Chronique

Rom Schaerer Eberle

At The Age of Six I Wanted to be a Cook

Andreas Schaerer (voc, hrm), Martin Ebere (tp, flh, objets), Peter Rom (g)

Label / Distribution : Jazz Werkstatt

Leader charismatique de l’exubérant orchestre Hildegard Lernt Fliegen, le chanteur Andreas Schaerer mène de nombreuses formations parallèles aux atmosphères contrastées, mais toujours teintées d’un velouté onirique gourmand d’influences en provenance de tous les horizons. Avec son compatriote bernois Martin Eberle, dont on a déjà pu entendre la trompette dans le Jazzorchester Voralberg, et le guitariste autrichien Peter Rom, par ailleurs fondateur du label JazzWerkstatt, ils forment un trio qui signe le présent At The Age Of Six I Wanted To Be A Cook. Loin de l’esthétique de fanfare zappaienne chère à Hildegard, Schaerer prend plaisir à papillonner d’Afrique en contrées électroniques, porté par la précision rythmique de son Human Beat Box (« Cooking The Books »).

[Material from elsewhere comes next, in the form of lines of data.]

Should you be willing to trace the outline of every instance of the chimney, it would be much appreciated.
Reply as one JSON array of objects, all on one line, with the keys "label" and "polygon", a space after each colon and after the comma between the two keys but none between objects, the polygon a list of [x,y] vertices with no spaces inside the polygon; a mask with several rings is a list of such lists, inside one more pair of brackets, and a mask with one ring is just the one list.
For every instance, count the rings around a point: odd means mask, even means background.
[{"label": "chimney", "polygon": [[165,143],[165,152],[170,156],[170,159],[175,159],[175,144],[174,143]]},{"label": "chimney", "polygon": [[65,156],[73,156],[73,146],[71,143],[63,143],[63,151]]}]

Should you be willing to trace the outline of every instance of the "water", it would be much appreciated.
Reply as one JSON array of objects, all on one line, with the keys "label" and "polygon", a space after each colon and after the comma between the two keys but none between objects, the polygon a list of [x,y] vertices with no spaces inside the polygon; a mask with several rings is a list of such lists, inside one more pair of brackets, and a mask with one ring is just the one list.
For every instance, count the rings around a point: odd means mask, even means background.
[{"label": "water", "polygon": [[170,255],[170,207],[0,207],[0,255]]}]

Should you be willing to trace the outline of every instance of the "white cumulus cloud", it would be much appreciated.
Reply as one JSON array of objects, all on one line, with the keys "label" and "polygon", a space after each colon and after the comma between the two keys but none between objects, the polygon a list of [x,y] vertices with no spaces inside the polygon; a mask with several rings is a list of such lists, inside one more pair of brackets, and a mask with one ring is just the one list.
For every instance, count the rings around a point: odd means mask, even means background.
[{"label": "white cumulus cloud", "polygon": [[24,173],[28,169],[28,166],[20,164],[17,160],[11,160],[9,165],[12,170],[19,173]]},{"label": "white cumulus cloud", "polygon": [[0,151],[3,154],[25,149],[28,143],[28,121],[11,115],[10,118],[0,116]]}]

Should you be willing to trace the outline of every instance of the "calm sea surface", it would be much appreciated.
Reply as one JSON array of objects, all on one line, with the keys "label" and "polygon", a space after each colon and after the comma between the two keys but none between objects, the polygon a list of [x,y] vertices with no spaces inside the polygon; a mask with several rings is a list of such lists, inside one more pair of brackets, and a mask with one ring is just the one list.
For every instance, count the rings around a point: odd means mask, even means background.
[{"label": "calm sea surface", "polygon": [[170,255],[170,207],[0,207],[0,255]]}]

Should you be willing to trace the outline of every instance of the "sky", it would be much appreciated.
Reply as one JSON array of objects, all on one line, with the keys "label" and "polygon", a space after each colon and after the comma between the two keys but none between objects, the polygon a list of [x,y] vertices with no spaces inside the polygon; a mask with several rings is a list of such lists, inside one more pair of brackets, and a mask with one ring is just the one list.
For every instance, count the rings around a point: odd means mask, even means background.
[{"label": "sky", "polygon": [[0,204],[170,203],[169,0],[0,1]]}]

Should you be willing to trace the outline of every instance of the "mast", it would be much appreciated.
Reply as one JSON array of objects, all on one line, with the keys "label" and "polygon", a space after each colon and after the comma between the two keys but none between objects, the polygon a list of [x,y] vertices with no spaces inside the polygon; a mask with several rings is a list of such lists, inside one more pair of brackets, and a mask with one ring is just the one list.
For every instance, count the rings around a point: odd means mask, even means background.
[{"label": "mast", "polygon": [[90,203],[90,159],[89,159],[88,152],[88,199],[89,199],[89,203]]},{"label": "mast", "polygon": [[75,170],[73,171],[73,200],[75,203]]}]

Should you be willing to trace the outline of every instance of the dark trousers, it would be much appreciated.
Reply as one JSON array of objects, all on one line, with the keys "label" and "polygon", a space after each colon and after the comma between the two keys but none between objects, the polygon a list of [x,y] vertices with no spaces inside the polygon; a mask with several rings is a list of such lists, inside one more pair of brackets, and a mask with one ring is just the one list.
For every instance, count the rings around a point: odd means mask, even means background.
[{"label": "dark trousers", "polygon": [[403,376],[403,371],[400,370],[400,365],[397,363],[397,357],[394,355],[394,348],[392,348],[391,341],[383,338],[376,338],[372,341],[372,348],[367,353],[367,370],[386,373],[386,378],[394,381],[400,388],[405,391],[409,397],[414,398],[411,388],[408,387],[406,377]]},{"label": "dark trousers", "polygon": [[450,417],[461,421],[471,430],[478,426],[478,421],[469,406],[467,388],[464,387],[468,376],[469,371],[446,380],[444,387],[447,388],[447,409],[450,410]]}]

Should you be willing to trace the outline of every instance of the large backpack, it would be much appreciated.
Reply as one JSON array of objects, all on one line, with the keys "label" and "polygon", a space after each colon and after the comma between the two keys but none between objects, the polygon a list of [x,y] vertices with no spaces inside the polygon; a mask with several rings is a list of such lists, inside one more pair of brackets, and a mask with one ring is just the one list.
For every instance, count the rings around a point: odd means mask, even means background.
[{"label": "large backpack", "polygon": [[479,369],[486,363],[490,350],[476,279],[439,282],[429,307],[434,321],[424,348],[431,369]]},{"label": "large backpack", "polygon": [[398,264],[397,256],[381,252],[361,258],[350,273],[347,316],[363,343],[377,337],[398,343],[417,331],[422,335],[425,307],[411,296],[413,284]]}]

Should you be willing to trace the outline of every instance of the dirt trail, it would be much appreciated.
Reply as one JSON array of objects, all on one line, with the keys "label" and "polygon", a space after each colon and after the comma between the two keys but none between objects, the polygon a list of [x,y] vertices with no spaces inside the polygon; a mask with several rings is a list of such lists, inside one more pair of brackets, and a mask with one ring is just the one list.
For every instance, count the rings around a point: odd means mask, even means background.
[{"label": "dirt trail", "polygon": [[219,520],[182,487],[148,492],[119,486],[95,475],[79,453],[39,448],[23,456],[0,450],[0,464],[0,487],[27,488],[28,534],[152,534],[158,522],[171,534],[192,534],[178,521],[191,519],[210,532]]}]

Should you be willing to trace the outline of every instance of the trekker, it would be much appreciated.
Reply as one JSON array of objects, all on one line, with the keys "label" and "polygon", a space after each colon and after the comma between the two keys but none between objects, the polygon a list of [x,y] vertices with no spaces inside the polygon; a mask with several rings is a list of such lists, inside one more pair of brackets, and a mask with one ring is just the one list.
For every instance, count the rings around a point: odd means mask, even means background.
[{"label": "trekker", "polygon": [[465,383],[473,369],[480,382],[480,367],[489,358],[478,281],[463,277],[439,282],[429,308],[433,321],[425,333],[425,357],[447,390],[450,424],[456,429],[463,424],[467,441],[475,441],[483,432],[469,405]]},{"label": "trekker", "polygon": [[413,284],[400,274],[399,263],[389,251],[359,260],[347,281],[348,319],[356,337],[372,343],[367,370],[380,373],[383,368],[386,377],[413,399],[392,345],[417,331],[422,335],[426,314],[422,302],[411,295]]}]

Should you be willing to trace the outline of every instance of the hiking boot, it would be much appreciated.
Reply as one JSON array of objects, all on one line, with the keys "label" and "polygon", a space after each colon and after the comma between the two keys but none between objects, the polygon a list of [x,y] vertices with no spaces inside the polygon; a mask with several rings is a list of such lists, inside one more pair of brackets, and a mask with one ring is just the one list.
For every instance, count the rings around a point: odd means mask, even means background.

Dans un premier album remarqué, Please Don’t Feed The Model, la musique africaine était déjà omniprésente ; il suffisait de quelques notes et d’un scat lascif pour esquisser un paysage à grands traits, laissant l’imagination faire le reste. On retrouve, dans le long « A trois  » qui ouvre l’album, la même gamme de sentiments : la guitare à l’électricité sèche fait vite songer aux motifs répétitifs de la musique mandingue, que le babil de Schaerer épice de différentes manières, souvent transatlantiques, jusqu’à un Brésil fantasmé aux syncopes vaporeuses. On retrouvera ce climat dans le très léger « Triple Prism » ; Eberle, véritable coloriste du trio, double la voix pour mieux l’accompagner au bout de son imagination et lui permettre d’exagérer le trait sans éprouver le besoin de caricaturer.

Ainsi, sur le remarquable « At The Age Of Seven I Wanted To Be Napoleon  », le chant se donne l’inflexion d’un parler francophone populaire, proche du titi parisien mutant que la trompette éraille un peu plus, porté par la rythmique acerbe de Rom. Tiré de la célèbre phrase de Salvador Dali « A six ans, je voulais être cuisinier, à sept, je voulais être Napoléon, depuis mon ambition n’a cessé de grandir », cet album s’apprécie comme un tableau du maître, avec sa dose de virtuosité et de provocation, son goût pour les couleurs bigarrées et lyriques et un sens de l’humour qui domine largement les échanges. Une facette de plus pour ce chanteur suisse qui n’a pas fini de nous surprendre.